Rozdział 65 Inna Briannad cz. 2
Właśnie gdy wychodzimy z mieszkania, by pójść do nowego, ktoś puka do drzwi. Mimo że Jasper powiedział, że nie będzie mnie więcej pieprzył, dopóki nie pójdziemy na górę, nie potrafił dotrzymać słowa; zabrał mnie tam niezliczoną ilość razy. Spędziliśmy poranek na chrzczeniu każdego pokoju w tym mieszkaniu, więc czemu nie pójść i nie zacząć od razu nowego? Cóż, zakładam, że to właśnie zrobimy, gdy tam pójdziemy, po tym jak Jasper pokaże mi, co przyniósł wczoraj wieczorem. W każdym razie, właśnie skończyliśmy się ubierać, gdy głośne pukanie rozbrzmiewa w salonie.
„Przysięgam, jeśli to znowu będą twoi znajomi, nie spodoba im się to, co mam im do powiedzenia”. Jasper warczy.

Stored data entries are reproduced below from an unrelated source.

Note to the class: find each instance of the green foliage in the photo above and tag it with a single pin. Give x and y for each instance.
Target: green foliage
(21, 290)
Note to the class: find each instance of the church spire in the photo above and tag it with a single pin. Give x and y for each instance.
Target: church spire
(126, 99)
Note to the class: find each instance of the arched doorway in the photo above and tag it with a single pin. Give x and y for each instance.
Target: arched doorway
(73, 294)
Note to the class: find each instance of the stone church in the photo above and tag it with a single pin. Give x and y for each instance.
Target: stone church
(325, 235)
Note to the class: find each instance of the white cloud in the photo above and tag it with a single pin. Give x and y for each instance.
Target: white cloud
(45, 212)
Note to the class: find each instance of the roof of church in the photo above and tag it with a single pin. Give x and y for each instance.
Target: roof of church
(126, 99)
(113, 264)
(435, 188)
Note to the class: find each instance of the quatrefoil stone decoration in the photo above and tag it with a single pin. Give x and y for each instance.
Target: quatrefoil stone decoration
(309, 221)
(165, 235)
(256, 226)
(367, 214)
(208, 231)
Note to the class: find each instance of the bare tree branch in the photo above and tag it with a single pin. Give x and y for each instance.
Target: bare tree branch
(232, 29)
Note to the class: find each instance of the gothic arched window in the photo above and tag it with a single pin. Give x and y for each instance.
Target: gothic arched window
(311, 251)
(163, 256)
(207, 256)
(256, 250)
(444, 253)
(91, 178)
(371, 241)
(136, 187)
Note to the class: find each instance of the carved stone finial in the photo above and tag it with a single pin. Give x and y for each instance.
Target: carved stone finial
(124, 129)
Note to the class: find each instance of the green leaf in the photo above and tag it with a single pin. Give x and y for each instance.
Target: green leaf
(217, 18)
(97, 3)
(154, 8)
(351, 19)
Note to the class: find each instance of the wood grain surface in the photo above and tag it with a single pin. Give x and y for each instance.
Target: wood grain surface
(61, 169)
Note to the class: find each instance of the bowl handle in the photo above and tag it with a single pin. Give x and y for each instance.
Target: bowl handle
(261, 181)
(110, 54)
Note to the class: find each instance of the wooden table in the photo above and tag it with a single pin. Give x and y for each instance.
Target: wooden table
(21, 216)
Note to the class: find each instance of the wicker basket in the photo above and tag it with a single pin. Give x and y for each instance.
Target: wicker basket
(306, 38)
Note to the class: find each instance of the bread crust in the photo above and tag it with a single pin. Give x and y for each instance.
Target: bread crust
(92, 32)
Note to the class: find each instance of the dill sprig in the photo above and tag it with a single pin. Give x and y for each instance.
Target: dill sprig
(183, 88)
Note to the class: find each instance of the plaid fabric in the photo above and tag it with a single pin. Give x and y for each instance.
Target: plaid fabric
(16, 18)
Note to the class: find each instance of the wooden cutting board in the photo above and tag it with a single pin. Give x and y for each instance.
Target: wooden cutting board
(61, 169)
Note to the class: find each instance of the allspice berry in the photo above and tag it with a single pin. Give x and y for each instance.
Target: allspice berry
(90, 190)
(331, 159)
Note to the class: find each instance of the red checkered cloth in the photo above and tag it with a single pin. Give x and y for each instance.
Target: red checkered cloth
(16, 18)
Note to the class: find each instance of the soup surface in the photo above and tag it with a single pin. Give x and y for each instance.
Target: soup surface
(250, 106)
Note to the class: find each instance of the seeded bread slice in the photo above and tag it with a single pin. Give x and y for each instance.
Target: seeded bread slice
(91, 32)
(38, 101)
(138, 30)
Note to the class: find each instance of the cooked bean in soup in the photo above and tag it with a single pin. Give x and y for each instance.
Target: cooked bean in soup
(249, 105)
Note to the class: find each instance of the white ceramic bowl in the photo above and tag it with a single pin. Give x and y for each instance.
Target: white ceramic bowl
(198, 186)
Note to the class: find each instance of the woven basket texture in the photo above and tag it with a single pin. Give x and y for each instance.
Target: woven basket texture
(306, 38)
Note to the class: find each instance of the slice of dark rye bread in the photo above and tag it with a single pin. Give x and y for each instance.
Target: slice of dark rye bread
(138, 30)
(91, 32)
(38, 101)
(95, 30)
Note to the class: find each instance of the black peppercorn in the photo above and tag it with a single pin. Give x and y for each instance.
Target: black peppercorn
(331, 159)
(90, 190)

Zakrywam usta dłonią, żeby ukryć rozbawienie jego irytacją. Patrząc, jak idzie do drzwi z tą seksowną nonszalancją, jaką ma, mam ochotę rozebrać się tutaj i błagać go, żeby zabrał mnie jeszcze raz. Niestety, będzie musiało to jeszcze trochę poczekać, ponieważ kiedy Jasper otwiera drzwi, wita go twarz pełna kolorowych balonów i pyszne urodzinowe ciasto. Zupełnie zapomniałam, że ma je dostarczyć na lunch; mam nawet kilka prezentów do otwarcia.